Bivariate density estimation

  • To construct a bivariate density histogram, it is necessary to define two-dimensional bins and count the number of observations in each bin
  • Can use bin2d function in R will bin a bivariate data set
bin2d <- function(x, breaks1 = "Sturges", breaks2 = "Sturges"){
      histg1 <- hist(x[,1], breaks = breaks1, plot = FALSE)
      histg2 <- hist(x[,2], breaks = breaks2, plot = FALSE)
      brx <- histg1$breaks
      bry <- histg2$breaks
      freq <- table(cut(x[,1], brx),  cut(x[,2], bry))
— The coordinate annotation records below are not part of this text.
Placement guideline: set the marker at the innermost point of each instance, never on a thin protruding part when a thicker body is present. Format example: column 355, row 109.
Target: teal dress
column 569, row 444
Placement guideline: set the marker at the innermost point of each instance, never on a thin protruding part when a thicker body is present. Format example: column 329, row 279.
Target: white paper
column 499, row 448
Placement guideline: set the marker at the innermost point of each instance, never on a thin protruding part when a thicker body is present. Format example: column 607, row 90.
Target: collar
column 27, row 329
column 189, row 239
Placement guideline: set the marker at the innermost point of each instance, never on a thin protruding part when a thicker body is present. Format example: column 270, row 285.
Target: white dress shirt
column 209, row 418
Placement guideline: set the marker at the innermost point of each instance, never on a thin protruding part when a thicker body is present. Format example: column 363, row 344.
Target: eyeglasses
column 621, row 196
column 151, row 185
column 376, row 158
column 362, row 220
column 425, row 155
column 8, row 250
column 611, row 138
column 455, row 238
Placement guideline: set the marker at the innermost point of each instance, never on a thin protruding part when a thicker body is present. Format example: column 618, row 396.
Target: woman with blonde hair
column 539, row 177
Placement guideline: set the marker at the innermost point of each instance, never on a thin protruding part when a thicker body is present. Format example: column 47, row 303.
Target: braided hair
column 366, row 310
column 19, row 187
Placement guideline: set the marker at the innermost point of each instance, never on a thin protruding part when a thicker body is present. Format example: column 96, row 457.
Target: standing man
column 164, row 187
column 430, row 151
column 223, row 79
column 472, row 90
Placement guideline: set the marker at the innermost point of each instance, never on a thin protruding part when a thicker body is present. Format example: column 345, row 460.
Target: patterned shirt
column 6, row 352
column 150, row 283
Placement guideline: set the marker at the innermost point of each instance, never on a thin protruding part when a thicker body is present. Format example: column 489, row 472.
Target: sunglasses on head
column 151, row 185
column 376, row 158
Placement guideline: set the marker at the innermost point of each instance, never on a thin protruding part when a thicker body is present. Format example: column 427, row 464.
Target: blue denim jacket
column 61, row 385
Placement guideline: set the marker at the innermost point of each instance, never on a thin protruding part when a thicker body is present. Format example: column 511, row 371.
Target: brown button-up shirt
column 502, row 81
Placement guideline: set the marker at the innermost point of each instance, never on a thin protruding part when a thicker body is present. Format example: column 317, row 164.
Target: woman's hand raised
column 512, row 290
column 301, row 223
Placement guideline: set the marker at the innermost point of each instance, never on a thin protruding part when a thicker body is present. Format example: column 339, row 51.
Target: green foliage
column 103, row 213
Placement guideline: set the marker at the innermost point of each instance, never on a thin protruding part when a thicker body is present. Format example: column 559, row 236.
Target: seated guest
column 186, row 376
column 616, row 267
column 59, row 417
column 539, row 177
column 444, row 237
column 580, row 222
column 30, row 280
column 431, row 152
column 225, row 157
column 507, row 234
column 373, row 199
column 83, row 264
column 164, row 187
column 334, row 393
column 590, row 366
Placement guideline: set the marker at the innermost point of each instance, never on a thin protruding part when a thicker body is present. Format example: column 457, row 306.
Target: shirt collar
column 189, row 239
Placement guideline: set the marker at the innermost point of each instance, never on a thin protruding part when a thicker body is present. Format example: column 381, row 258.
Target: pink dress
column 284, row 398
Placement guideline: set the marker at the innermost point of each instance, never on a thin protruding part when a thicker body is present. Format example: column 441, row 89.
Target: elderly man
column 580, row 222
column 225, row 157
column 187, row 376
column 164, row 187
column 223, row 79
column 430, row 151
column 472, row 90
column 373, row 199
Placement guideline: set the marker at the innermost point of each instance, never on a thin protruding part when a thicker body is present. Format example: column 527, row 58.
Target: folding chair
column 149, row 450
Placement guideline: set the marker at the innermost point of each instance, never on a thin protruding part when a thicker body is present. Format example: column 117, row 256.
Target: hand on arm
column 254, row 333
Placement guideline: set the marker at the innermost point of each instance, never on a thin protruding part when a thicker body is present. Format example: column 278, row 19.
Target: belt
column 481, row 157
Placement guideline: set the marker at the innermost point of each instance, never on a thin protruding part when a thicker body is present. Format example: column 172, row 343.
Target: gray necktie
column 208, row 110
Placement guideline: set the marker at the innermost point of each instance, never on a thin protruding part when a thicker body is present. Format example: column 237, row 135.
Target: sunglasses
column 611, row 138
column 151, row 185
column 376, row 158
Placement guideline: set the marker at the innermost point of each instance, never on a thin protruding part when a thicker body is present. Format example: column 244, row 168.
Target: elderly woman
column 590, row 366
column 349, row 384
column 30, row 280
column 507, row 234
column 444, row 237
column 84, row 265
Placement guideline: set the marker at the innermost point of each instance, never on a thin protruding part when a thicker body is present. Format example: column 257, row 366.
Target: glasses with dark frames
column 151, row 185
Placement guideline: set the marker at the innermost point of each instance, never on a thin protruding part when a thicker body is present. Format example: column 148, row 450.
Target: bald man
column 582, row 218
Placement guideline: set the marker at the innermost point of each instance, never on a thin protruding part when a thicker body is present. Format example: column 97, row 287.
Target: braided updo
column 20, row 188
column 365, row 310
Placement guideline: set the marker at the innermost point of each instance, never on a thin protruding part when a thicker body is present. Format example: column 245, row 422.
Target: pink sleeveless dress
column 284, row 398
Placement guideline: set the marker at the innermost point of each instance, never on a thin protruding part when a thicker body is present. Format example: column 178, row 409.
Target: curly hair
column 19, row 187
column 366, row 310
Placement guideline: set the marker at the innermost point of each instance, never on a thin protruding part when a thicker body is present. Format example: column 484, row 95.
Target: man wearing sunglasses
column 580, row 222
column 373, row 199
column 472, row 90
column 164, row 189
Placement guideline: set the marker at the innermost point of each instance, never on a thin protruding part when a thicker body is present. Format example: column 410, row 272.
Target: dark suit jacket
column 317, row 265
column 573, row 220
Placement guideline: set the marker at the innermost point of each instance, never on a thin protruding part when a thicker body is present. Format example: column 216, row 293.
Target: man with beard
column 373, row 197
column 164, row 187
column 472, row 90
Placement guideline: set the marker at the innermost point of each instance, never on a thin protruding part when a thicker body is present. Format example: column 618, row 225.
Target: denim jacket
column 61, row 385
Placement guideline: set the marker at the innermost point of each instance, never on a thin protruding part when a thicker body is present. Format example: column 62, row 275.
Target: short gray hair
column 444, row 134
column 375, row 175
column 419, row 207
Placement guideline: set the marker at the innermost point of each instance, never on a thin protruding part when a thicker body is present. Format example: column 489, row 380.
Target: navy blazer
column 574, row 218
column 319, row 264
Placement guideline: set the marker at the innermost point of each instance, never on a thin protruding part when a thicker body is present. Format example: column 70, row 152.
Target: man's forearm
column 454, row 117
      return(list(call = match.call(), freq = freq,
                breaks1 = brx, breaks2 = bry,
                mids1 = histg1$mids, mids2 = histg2$mids))
      }

Bivariate density estimation

  • Following example computes the bivariate frequency table
  • After binning the data, the persp function plots the density histogram
data(iris)
fit1=bin2d(iris[1:50, 1:2])
persp(x=fit1$mids1, y=fit1$mids2, z=fit1$freq, shade=T, theta=45, phi=30, ltheta=60)

Bivariate kernel methods

  • Suppose the data is \(X_1, \dots, X_n\), where each \(X_i\in \mathbb{R}^2\)
  • Kernel density estimates can be extended to a multivariate (bivariate) setting
  • Let \(K(\cdot)\) be a bivariate kernel (typically a bivariate density function), then bivariate kernel density estimate is \[ \hat f(X) = \frac{1}{nh^d}\sum_{i=1}^n K\left(\frac{X-X_i}{h}\right) \]

Example: Bivariate normal

  • Estimate the bivariate density when the data is generated from a mixture model with three components with identical covariance \(\Sigma=I_2\) and different means \[ \mu_1=(0,0)\quad\mu_2=(1,3),\quad\mu_3=(4,-1). \]
  • Mixture probabilities are \(p=(0.2, 0.3, 0.5)\)

Example: Bivariate normal

library(MASS)
n <- 2000
p <- c(.2, .3, .5)
mu <- matrix(c(0, 1, 4, 0, 3, -1), 3, 2)
Sigma <- diag(2)
i <- sample(1:3, replace = TRUE, prob = p, size = n)
k <- table(i)

x1 <- mvrnorm(k[1], mu = mu[1,], Sigma)
x2 <- mvrnorm(k[2], mu = mu[2,], Sigma)
x3 <- mvrnorm(k[3], mu = mu[3,], Sigma)
X <-  rbind(x1, x2, x3)   #the mixture data
x <- X[,1]
y <- X[,2]
    
fhat <- kde2d(x, y, h=c(1.87, 1.84))

Example: Bivariate normal

par(mfrow = c(1, 2))
contour(fhat)
persp(fhat, phi = 30, theta = 20, d = 5, xlab = "x")

par(mfrow = c(1, 1))

Summary

  • Over 20 packages that perform density estimation (Deng and Wickham, 2011)
  • Kernel density estimation is the most common approach
  • Density estimation can be parametric, where the data is from a known family
  • Bayesian approaches are also available

Discussion

  • How to use cross validation to choose the bandwidth?